When I awoke before dawn in the dirty little port town of Turbo it was still dark, and I watched the silhouetteds of a group of black fisherman unload their catches from their long narrow boats. Turbo is in a large bay and across it the bay reaches up to the Choco region of the Darien Gag and then up into Panama. The light came so slowly that it startled me when I realized that I could see more than outlines, and a light pinkish hue in the East revealed dark clouds that meant rain, but before I saw this I could feel it coming with the heavy air. I pulled up under a wall-less cafe and watched the downpour as it streamed off the corregated tin roof and glossed over the dusty streets. I waited it out, reading, writing, eating fruit and fresh bread and sipping hot sweet coffee from a tiny plastic cup. So much for my early start.

The rain stopped and I was rolling by 9:30, and the first 10-kilometers were divine. Life sprung to action with the ceasing of the rain and I rode out through dripping banana plantations on supremely flat, beautifully paved roads. Then the pavement ended and my perspective changed. Life sucked! I was furious that I'd chosen this remote route to Cartagena up the coast when I knew all along that much of it was unpaved. The road was paved with nothing but rocks and potholes, and anything faster than 12-kph rocked me and my bike to oblivion. I was immediately as mud soaked to the core as well as from any cyclocross race I'd done, and I could hear, maddeningly, my gears and chain grinding away from the dirt. I was reminded of all the other bad roads I'd riden and had similarly cursed, and so I was frustrated that I hadn't chosen the easy route up through Sincelejo as was recommended to me. It wasn't long before I settled in tough and began to enjoy the amazing scenery: such a contrast to the Colombia that I'd known. Indian-like villages, African-like people. 110 of the 120-kilometers that I rode that day was over this sort of terrain, and I felt heroic when I finally pulled up in the dark to a beach I could not see, but the roll of surf was sublime. Within minutes I was showering and my order had been placed for Bandeja Paisa of fish with beer.

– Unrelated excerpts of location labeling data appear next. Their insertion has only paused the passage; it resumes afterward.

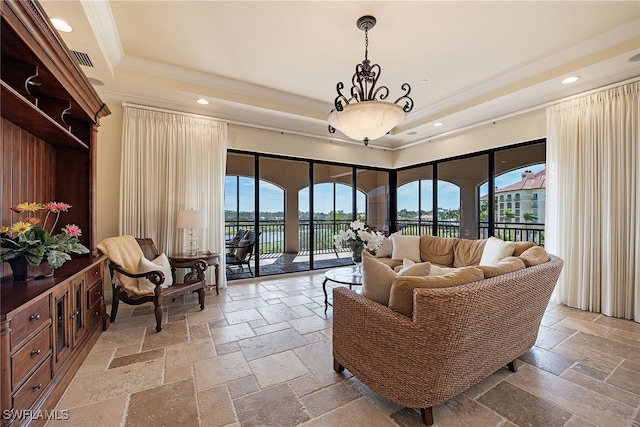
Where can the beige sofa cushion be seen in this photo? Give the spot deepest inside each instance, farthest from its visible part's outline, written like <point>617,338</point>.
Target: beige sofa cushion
<point>495,250</point>
<point>437,250</point>
<point>405,247</point>
<point>377,277</point>
<point>534,255</point>
<point>468,252</point>
<point>401,294</point>
<point>506,265</point>
<point>520,247</point>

I´d pulled up to the right place: Alfred was an amazing host and his friends visiting from Medellin were equally as generous. For the next two days I camped on the beach for free, and virtually all my meals and beers were paid for by guests who fought over who would pay for me. It was an incredible couple of days, but I made up for these days of relaxation -- swims in the sea, food, beer, siestas in hammocks, repeat -- over the following 4-days in which I laid down nearly 600-kms through some of the most intense heat. These are days that I will remember: very long, very hot days with intermittant swims from sandy beaches.

120-kms, 170-kms, 135-kms, 120-kms, 118-kms... God only knows how many hours, but many days I rode well into the night.